Long story short, hope springs eternal.
10 comments:
"Woman too stupid to procreate. Must check to ask if she's actually been having sex, or just checking her chimney monthly to see if the stork dropped a baby down it."
HAHAHAHA!! You crack me up.
(your writing, not your situation)
Good luck this time around!! I wish I knew what to say.
Yay for you in making some calls & getting the ball rolling! I'll be crossing my fingers for you and your family.
I am wishing you the best of luck.
So great that you are able to maintain a sense of humor. I totally loved the chimney comment. Wish I could send fertility vibes your way. Think of the family who called the kids (in a totally humorous and loving fashion) after the failed BC method the parents were using when he/she (and they, twins!) were conceived. I am friends with the twins AKA the pills.

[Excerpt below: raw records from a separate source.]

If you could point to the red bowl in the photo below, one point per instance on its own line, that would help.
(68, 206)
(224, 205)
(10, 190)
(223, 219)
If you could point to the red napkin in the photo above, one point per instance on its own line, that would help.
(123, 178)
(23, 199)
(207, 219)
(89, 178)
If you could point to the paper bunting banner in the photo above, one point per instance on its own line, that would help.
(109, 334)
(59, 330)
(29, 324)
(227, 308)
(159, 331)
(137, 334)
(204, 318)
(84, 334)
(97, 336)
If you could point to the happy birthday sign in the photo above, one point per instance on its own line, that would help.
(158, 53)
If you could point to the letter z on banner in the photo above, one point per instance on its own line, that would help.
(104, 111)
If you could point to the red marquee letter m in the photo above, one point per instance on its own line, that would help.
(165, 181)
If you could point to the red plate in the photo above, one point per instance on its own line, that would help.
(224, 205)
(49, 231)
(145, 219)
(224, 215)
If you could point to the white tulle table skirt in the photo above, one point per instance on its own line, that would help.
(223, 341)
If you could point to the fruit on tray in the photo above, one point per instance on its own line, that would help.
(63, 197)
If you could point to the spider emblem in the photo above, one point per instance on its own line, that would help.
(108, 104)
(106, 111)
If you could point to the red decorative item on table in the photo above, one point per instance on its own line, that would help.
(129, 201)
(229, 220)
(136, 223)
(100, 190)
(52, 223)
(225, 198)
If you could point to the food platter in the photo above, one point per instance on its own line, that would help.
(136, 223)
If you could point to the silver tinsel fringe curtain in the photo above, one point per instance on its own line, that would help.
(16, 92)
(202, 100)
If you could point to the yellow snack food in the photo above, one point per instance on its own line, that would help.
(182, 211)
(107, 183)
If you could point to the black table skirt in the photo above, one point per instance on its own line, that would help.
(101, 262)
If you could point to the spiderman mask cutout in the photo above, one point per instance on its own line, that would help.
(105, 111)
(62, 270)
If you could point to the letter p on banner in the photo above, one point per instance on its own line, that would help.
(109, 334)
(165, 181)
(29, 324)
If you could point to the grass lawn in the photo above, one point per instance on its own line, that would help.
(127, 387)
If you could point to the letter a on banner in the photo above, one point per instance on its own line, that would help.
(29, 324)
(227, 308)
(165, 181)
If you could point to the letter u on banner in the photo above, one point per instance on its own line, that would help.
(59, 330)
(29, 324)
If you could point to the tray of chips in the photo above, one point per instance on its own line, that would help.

Glad it turned out well and was dying at the microphone thought. they DO look like mics, in your defense.
You are a funny, funny lady.
I feel like a positive outcome is in your future...cuz you know, I'm clairvoyant. Not really but I'm SO pulling for you guys!
Some hilarious comments in this post...hold on to that sense of humor!
Oh god the stork bit. Too much!
Love the dildo cam-- I remember that thing so fondly b/c it was how we saw teeny bean Harry. (with Jack they just mashed the shit out of my uterus area-- not as magical)
Good luck.
Ah, the stirrups. How fun.
Here's hoping! Crossing my fingers, praying for a good egg and an easy cycle!
sending you good fertility vibes. This had me laughing too with the the "if she's actually having sex", so funny!